Before her self-imposed exile from the art world, Lee Lozano (1930–99) was a highly regarded painter who defined a generation of American artists infusing conceptualism with a new intensity. A prolific writer and documenter of both her art and her relationships, both the public and private, Lozano kept a series of personal journals from 1968 to 1972 while living in New York’s SoHo neighborhood.
Eleven of these private books survive, containing notes on her work, detailed interactions with artist friends and commentary on the alienations of gender politics, as well as philosophical queries into art’s role in society and humorous asides from daily life. In the decade before her infamous “dropout piece”—culminating in a move to Dallas, Texas where she would remain until her death—Lozano returned to these notebooks, editing the entries, sometimes blacking out entire pages.

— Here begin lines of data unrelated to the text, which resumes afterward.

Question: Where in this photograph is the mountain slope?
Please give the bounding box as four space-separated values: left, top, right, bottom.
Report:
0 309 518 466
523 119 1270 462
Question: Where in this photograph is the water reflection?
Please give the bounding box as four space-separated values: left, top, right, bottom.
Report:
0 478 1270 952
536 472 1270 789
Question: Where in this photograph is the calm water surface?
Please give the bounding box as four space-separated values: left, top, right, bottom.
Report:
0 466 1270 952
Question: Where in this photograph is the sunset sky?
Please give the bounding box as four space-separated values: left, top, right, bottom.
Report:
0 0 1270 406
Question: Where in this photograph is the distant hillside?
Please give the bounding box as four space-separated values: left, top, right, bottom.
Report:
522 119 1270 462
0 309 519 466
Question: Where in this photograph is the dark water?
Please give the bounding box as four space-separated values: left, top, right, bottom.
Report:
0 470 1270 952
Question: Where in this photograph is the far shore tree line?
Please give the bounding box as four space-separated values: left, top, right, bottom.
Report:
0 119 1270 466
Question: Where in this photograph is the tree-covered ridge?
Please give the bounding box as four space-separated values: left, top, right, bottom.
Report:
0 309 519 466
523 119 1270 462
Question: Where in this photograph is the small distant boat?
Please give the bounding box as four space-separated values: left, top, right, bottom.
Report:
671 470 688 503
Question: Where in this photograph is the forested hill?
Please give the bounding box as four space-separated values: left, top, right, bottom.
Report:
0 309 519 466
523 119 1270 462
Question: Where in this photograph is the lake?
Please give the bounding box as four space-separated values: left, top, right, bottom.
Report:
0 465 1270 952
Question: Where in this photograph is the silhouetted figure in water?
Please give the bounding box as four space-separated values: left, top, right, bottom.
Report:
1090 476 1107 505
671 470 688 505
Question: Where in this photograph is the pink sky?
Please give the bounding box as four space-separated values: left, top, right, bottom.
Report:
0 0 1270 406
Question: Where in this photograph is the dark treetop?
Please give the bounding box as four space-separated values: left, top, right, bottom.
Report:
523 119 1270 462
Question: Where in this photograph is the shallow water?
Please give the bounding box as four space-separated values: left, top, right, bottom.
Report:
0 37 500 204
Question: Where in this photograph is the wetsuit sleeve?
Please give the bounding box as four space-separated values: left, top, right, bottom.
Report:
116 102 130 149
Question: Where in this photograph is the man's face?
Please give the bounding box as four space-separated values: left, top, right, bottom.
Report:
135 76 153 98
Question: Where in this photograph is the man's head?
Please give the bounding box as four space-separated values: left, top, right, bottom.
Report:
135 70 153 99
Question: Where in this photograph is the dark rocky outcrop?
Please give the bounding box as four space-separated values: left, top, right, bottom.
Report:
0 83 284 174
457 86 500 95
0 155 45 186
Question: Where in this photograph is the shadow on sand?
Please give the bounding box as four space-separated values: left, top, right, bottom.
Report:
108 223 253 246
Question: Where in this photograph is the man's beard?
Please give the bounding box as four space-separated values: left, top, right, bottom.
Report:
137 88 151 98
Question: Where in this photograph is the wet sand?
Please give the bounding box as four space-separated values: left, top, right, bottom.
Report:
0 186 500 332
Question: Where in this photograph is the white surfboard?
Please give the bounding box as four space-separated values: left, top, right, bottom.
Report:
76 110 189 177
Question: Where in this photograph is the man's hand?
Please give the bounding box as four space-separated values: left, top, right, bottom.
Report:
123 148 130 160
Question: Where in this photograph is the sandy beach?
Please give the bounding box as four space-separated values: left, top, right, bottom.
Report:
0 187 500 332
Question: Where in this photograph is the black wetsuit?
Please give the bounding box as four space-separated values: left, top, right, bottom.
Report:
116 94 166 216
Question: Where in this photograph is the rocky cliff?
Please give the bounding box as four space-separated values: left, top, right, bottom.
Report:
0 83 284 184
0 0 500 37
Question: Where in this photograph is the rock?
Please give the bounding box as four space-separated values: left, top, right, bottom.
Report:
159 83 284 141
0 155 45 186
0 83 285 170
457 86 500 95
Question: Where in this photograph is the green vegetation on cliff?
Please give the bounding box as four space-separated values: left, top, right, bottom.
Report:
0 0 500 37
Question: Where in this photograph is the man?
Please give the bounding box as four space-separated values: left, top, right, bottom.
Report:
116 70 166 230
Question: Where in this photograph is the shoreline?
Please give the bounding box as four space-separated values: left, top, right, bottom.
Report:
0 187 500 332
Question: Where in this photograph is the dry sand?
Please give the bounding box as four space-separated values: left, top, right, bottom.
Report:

Private Book 9 is the ninth in the series of 11 pocket-sized books, all of which will be printed as facsimiles.
Lee Lozano's (1930-1999) thoughts, notes and musings for 1970
This volume spans April to September 1970, the summer that preceded Lozano’s solo exhibition at the Whitney, where she showed her Wave Paintings. (Following this major show, Lozano ceased to paint altogether and increasingly turned her attention to text-based works.) Among the thoughts, manifestos and personal contacts scribbled in these entries is a callout to Lucy Lippard, who described Lozano as “the major female figure” in conceptual art during the 1960s: “Slogans written on postcards to Lucy Lippard & my parents: Love Your Planet / Plan-It / Lose your ego for peace / Put YOUTH in the black & white house.”
Spiral-Bound, 3 inches x 5 inches, 2021.